The reason I joined this site is because the other night a panic attack came on so strong that I standing in the bathroom, body shaking, and holding a bottle of my grandmother’s prescribed bottle of Xanax. Fortunately I did not take the entire bottle, or even one—I just simply put it back in the medicine cabinet after about a half hour of contemplating. In the past when I had these attacks I would cut my wrist enough so it would physically and mentally ease my anxiety. That night I was far too exhausted and worn out from the nausea, throbbing headache, shakes, and aching/tense muscles. I’ve stopped cutting for obvious reasons.
My goal of this place is to resolve my issues, and I have also decided to do my best to help others with their problems too. We’re all here for the same reason. Got to help each other.
The two issues I am about to list are as big to me as being naked in front of a stage. I need to speak of these issues though, since they’re huge with my anxiety.
-I was born with a craniofacial hereditary syndrome (called Treachers Collins Syndrome) that has caused me to have at least one surgery every year of my life. Yet, I am still not satisfied with my appearance, and now I am in pain due to some of them. I am deaf, and wear hearing aids, have prosthetic ears, slanted eyes, an under formed jaw, and such noticeable scars. There are days that I feel so less than human, it really eats away—but there is no way I would tell this to anyone I know face to face.

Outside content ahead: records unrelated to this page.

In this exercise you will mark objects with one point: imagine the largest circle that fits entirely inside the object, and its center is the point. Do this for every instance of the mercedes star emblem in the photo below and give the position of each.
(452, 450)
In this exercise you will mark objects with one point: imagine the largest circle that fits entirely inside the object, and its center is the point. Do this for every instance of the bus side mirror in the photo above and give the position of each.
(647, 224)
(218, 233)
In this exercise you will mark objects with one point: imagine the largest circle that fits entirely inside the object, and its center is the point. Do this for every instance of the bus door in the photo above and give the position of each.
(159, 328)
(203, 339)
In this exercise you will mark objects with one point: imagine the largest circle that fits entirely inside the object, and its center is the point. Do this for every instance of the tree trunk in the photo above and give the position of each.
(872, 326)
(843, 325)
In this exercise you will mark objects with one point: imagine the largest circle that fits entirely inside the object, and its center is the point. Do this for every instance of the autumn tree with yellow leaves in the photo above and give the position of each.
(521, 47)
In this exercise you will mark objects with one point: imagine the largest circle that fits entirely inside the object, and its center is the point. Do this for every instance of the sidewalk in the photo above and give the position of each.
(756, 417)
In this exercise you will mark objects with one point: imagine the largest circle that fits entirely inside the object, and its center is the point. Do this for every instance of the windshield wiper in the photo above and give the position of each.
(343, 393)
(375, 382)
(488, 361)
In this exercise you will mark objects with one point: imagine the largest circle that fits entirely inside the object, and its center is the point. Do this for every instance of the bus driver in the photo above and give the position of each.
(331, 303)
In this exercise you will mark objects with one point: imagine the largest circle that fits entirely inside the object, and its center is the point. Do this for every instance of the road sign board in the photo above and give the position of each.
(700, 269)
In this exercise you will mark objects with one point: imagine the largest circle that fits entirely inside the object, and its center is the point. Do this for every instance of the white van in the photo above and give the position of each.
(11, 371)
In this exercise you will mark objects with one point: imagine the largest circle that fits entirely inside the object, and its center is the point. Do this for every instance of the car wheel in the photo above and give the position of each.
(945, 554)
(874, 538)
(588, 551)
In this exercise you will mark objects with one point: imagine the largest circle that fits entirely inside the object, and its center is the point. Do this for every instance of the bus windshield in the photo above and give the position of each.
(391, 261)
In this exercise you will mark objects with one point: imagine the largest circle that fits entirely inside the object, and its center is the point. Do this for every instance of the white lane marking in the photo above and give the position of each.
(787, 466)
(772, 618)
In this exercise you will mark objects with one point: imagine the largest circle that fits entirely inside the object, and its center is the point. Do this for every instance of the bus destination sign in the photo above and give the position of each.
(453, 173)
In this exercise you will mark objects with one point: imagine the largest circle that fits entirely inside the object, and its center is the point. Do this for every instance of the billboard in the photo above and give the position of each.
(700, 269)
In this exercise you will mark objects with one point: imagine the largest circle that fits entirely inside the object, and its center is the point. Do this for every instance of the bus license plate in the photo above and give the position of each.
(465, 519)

-My mother is addicted to meth. Up until I was 12, I grew up as she basically dwindled away. The stuff I’ve witnessed at such a young age will probably haunt me forever. I was molested when I was probably around 4, and smoked a bong at 8 to put things in perspective. We were evicted constantly, in very tense situations with other lowlifes, and yet she continued with her ways. She had rarely tried to contact me after my dad gained sole custody and took me away. Today, most of that is repressed. I am going to visit my older brother and sister, who I am on good terms with and talk to regularly, in a couple months. My mother out of the blue contacted me on Christmas day through a text message, and I about died from the shock of it. She’s been active on trying to communicate with me lately…and I am trying my best to keep it going, though it’s so hard. I feel guilty for leaving my sister and brother there in that hell…and I love my family here, on my dads side, more than the world…but I feel so empty, and out of place…since a huge part of me is missing, and I haven’t even seen them for eight years! Eight years! I was a kid when I left…and now I’m off to college.
I am glad to begin speaking about these things…venting.